从动态变量中选择一列

Question

How can I select the second column of a dynamically named variable?

I create variables of the form "population.USA", "population.Mexico", "population.Canada". Each variable has a column for the year, and another column for the population value. I would like to select the second column from each of these variables during a loop.

I use this syntax:

sprintf("population.%s", country)[, 2]

R returns the error: Error in sprintf("population.%s", country)[, 2] : incorrect number of dimensions

Answer 1

Based on your sequence of questions over the last few minutes, I have two general recommendations for you as you get familiar with R:

1. Don't use sprintf .
2. Don't use assign .

Now, obviously, those functions are both useful at times. But you've learned about them too early, before you've mastered some basic stuff about R's data structures.
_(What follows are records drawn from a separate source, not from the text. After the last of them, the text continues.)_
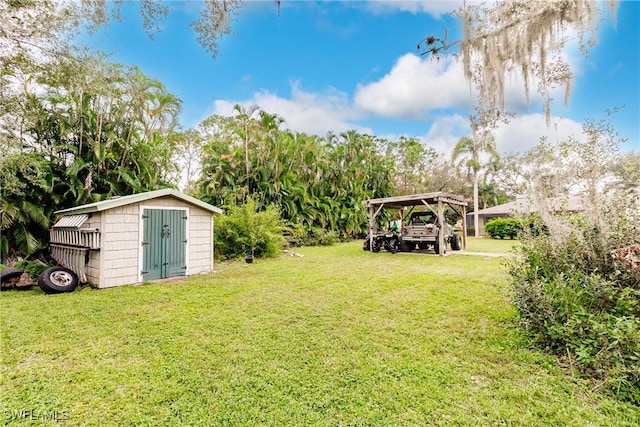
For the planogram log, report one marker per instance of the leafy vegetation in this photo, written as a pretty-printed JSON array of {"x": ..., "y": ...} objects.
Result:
[
  {"x": 316, "y": 183},
  {"x": 244, "y": 231},
  {"x": 503, "y": 227},
  {"x": 574, "y": 296},
  {"x": 338, "y": 336}
]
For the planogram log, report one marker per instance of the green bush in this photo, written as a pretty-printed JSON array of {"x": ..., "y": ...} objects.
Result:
[
  {"x": 33, "y": 267},
  {"x": 503, "y": 227},
  {"x": 244, "y": 231},
  {"x": 314, "y": 236},
  {"x": 578, "y": 300}
]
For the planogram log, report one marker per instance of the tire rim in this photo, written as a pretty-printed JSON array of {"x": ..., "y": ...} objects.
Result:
[{"x": 61, "y": 278}]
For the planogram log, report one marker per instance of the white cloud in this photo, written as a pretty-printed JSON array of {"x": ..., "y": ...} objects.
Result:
[
  {"x": 524, "y": 132},
  {"x": 311, "y": 113},
  {"x": 444, "y": 133},
  {"x": 436, "y": 8},
  {"x": 413, "y": 87},
  {"x": 521, "y": 134}
]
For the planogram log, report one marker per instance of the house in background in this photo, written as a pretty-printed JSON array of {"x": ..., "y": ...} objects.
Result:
[
  {"x": 521, "y": 206},
  {"x": 132, "y": 239}
]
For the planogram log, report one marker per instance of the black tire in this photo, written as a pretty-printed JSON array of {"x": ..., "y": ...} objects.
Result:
[
  {"x": 436, "y": 247},
  {"x": 456, "y": 242},
  {"x": 393, "y": 245},
  {"x": 9, "y": 276},
  {"x": 56, "y": 280},
  {"x": 406, "y": 246}
]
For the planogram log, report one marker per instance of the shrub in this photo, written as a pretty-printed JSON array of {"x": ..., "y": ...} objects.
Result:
[
  {"x": 503, "y": 227},
  {"x": 578, "y": 300},
  {"x": 243, "y": 231}
]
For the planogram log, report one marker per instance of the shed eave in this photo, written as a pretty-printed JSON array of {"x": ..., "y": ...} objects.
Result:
[{"x": 137, "y": 198}]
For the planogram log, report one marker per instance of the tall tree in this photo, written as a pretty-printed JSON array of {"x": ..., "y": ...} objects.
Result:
[
  {"x": 467, "y": 153},
  {"x": 524, "y": 37}
]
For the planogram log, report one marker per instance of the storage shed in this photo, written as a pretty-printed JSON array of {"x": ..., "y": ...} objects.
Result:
[{"x": 132, "y": 239}]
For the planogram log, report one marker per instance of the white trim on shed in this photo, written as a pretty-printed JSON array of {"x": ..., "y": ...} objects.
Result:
[{"x": 118, "y": 222}]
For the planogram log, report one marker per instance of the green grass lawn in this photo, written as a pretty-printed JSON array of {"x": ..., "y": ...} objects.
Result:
[
  {"x": 489, "y": 245},
  {"x": 337, "y": 337}
]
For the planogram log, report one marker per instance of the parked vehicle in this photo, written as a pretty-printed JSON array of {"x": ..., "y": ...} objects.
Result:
[
  {"x": 422, "y": 230},
  {"x": 387, "y": 240}
]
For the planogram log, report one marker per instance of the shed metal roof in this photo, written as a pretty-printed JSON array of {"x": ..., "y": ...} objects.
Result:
[{"x": 137, "y": 198}]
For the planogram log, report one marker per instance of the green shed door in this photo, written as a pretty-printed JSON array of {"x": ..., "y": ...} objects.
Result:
[{"x": 164, "y": 243}]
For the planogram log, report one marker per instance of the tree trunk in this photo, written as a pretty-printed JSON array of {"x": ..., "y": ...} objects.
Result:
[{"x": 475, "y": 204}]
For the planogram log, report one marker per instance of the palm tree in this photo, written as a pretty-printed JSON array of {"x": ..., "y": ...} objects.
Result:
[{"x": 467, "y": 153}]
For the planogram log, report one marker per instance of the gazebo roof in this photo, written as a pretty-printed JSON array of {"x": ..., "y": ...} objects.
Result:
[{"x": 398, "y": 202}]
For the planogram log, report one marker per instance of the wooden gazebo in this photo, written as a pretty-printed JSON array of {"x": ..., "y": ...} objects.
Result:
[{"x": 427, "y": 199}]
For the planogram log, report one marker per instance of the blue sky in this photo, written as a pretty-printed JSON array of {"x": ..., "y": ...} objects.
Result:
[{"x": 340, "y": 65}]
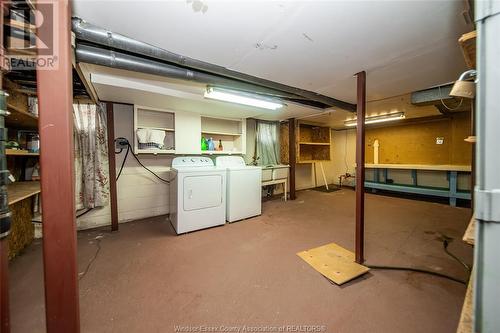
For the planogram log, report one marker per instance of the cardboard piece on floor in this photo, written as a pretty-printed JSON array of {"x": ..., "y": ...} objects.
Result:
[{"x": 334, "y": 262}]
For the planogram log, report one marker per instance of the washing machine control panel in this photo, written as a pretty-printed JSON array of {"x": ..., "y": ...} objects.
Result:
[{"x": 192, "y": 162}]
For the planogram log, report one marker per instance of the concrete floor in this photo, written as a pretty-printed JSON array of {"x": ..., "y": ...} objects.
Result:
[{"x": 146, "y": 279}]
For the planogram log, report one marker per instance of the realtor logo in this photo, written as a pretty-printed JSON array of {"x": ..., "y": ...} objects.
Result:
[{"x": 30, "y": 38}]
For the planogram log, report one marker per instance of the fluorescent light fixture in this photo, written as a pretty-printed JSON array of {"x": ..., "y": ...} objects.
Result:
[
  {"x": 240, "y": 97},
  {"x": 378, "y": 119},
  {"x": 463, "y": 87}
]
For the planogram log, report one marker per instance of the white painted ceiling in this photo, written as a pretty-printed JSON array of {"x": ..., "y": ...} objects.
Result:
[
  {"x": 316, "y": 45},
  {"x": 116, "y": 85}
]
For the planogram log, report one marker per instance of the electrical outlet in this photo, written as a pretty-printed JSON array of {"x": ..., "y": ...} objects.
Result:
[{"x": 121, "y": 143}]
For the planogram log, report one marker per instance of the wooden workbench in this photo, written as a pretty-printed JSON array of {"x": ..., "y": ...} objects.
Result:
[
  {"x": 452, "y": 171},
  {"x": 20, "y": 199},
  {"x": 458, "y": 168}
]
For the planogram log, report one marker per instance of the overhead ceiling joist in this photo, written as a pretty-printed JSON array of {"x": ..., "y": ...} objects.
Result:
[
  {"x": 89, "y": 33},
  {"x": 439, "y": 96}
]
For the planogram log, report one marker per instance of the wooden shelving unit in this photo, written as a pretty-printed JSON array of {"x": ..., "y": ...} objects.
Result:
[
  {"x": 314, "y": 143},
  {"x": 19, "y": 152}
]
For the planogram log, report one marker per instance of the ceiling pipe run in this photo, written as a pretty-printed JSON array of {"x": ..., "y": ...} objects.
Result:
[
  {"x": 109, "y": 58},
  {"x": 91, "y": 33}
]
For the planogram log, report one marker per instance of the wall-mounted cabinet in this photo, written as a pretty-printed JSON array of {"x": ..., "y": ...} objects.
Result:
[
  {"x": 183, "y": 132},
  {"x": 231, "y": 133},
  {"x": 313, "y": 143},
  {"x": 149, "y": 125}
]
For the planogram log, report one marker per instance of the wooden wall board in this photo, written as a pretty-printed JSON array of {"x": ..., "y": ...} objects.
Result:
[
  {"x": 416, "y": 143},
  {"x": 468, "y": 45},
  {"x": 22, "y": 231},
  {"x": 334, "y": 262}
]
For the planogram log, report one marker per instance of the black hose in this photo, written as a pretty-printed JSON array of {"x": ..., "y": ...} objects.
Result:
[
  {"x": 445, "y": 246},
  {"x": 417, "y": 270},
  {"x": 123, "y": 162}
]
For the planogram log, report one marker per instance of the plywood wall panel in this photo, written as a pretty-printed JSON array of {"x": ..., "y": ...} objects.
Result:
[{"x": 416, "y": 143}]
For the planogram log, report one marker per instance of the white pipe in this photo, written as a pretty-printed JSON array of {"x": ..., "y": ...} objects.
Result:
[{"x": 376, "y": 145}]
Try to write code without those crutches (for the time being!), as they're just causing you problems.

Rather than creating separate individual variables for each nation's population, place them in a list.

population <- vector("list",3)
names(population) <- c('USA','Mexico','Russia')

Then you can access each using the string representation of the name of each country:

population[['USA']] <- 10000

Or,

region <- 'USA'
population[[region]]

In this example, I've assigned a single value to a list element, lists will hold any other data type, including matrices or data frames. It will be a lot less typing than using sprintf and assign , and a lot safer and more efficient as well.

Answer 2

See ?get . Here is an example:

> country <- "FOO"
> assign(sprintf("population.%s", country), data.frame(runif(5), runif(5)))
> 
> get(sprintf("population.%s", country))[,2]
[1] 0.2241105 0.5640709 0.5945869 0.1830719 0.1895938

It is critically important to look at the object returned by a function if you get an error. It is immediately clear why your example fails if you just look at what it returns:

> sprintf("population.%s", country)
[1] "population.FOO"

At that point it would be immediately clear, if you didn't already know or have thought to read ?sprintf , that sprintf() returns a string not the object of that name. Armed with that knowledge you would have narrowed down the problem to how to recall an object from the computed name?